By Cara Smth - Quad-City Times
Dec. 5, 2021 7:00 am
Hedge fund Alden Global Capital is attempting to acquire Davenport-based Lee Enterprises, one of the country's largest newspaper chains, in all the markings of a hostile takeover.
Since Alden's unsolicited offer on Nov. 22, Lee has taken steps to thwart the acquisition, and Alden has countered with moves to install its preferred members on Lee's board of directors.
Media experts, journalists and some lawmakers have expressed concerns about the deal, especially because Alden has been known to slash newsrooms well beyond the downsizing that's already happened across the industry.
At stake is the future of community journalism in cities across the nation.
We spoke with experts in mergers and acquisitions, economics and journalism about what happens next.
Who are the players?
Lee Enterprises provides local news and information, and is an advertising platform in print and digitally, in 77 markets in 26 states. In 2020, it acquired Berkshire Hathaway Group's newspapers for $140 million, doubling its size.
Based on total circulation, Lee is now the third-largest owner of newspapers in the United States, with major holdings in St. Louis, Buffalo, N.Y., Omaha, Madison, Wisc., and Tucson, Ariz. It also owns 10 newspapers in Iowa, including the Waterloo-Cedar Falls Courier, Quad-City Times and Sioux City Journal, and has a sharing a news-sharing arrangement with The Gazette.
Lee stock is publicly traded on the New York Stock Exchange.
Alden is, according to its website, a New York City-based investment firm. The hedge fund was founded in 2007 and through acquisitions has become the second-largest owner of newspapers in the United States, behind Gannett. Its major newspaper holdings include the Chicago Tribune, The Denver Post, the St. Paul Pioneer Press and the Boston Herald. It is privately held.
What's in the offer?
On Nov. 22, Alden offered $24 per share for Lee, or about $141 million in cash, on a day when the stock was trading at about $18 a share. Lee stock closed at $25.11 on Friday.
Alden has a track record of scooping up local newspapers, and that's part of a larger pattern of hedge funds buying local media outlets, said Rick Edmonds, media business analyst for the Poynter Institute for Media Studies, a not-for-profit media research group.
Edmonds said hedge funds find media companies attractive because they are relatively cheap to buy and have upside profit potential through the sale of the newspapers' real estate.
“They think they can make a profit both by consolidation, so sort of spreading costs over large groups and papers,” Edmonds said. “But they’re all — and this particularly true of Alden — specialists or sub-specialists in selling real estate and getting maximum value for real estate.”

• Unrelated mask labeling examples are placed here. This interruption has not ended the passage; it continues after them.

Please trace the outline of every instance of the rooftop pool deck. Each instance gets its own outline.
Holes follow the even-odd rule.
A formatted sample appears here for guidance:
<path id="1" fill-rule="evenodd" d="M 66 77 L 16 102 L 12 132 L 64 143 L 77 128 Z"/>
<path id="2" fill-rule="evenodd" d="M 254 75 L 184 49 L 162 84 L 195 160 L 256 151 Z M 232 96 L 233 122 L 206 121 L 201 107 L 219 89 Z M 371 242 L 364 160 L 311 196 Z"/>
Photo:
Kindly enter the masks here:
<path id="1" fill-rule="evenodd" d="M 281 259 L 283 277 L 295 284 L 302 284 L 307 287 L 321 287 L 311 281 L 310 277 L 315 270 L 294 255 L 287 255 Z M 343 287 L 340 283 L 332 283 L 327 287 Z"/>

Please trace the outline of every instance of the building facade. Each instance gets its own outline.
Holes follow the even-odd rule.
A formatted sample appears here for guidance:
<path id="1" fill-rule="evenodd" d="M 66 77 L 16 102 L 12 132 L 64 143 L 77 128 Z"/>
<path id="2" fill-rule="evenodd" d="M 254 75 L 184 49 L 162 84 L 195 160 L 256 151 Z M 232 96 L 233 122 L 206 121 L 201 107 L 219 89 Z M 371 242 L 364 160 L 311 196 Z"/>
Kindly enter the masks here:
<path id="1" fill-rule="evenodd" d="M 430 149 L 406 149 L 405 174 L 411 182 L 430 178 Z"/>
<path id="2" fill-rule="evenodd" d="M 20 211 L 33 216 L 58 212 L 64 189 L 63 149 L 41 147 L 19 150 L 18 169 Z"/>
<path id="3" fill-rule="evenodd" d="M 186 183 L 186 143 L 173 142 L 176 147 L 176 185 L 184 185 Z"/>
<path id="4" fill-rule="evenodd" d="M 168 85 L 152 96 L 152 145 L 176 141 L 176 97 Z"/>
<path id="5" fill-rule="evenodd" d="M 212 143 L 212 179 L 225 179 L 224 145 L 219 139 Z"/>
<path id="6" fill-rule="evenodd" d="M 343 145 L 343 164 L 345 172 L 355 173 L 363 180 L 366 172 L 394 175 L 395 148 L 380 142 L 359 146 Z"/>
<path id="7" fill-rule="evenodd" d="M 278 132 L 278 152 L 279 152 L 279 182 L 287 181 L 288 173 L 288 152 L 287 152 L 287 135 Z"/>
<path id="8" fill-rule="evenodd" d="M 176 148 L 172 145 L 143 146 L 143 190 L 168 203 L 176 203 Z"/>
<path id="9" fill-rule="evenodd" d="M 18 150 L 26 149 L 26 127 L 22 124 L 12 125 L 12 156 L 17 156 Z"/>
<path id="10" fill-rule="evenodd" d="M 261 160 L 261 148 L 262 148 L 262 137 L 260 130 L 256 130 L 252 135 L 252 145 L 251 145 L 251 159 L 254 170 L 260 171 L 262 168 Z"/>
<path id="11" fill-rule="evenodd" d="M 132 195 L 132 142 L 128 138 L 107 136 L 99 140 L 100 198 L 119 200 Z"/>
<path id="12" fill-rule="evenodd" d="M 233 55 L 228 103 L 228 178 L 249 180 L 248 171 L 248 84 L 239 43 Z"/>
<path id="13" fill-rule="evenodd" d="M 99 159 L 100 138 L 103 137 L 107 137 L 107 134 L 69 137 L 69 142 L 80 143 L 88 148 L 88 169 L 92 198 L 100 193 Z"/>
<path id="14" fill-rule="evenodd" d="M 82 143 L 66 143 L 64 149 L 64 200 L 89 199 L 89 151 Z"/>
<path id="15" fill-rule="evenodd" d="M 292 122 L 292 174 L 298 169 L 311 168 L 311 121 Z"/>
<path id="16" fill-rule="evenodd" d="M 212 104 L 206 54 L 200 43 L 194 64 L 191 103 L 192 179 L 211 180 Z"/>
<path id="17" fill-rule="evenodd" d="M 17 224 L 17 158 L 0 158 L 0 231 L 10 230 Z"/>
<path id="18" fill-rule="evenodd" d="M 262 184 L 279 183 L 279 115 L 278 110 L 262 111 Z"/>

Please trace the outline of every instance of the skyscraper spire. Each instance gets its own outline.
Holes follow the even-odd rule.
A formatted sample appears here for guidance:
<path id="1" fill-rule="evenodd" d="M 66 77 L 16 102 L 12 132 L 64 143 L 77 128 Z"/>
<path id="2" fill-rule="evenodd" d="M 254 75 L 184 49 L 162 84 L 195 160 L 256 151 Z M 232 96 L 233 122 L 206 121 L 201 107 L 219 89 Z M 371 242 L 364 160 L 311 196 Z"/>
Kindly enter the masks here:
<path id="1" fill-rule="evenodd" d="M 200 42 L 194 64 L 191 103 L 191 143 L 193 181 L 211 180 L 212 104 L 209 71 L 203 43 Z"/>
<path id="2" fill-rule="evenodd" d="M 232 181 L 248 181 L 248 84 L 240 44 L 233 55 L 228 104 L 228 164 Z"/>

Alden owns 6 percent of Lee’s stock already, and because it's making a cash offer — something it couldn't do when it purchased the Chicago Tribune — it says it could close a deal in four weeks if Lee accepts.
Alden asserts under its ownership, Lee papers “would be in a stronger position to maximize its resources and realize strategic value that enhances its operations and supports its employees in their important work serving local communities.”
Lee said in a news release that “in consultation with its financial and legal advisers, Lee’s board of directors will carefully review Alden’s proposal.”
Although unsolicited acquisition offers are common, they can be less successful than mergers, which are negotiated more privately between company managements, according to Manjot Bhussar, a professor specializing in acquisitions at Iowa State University.
“It's more common for them to look at some of the target companies that they think are undervalued,” Bhussar said.
“Then they plan to acquire them and extract more value for them which will benefit their own shareholders.”
Robert Miller, chairman of corporate finance and law at University of Iowa, said publicly announcing the offer signified Alden was “going hostile.”
“Going public begins to put significant pressure on the target board because almost always the offer, as here, was a lot more than the stock price when the market was made,” Miller said.
“You have a lot of shareholders who are saying, ‘Gee, our shares are trading at 18. This guy wants to buy it for 24. That looks good to me.’ That puts a lot of pressure on the board to come to terms with the acquisition.”
What's Lee's strategy?
Lee Enterprises’ board of directors implemented a so-called “poison pill” on Nov. 24 to temporarily guard against a hostile takeover.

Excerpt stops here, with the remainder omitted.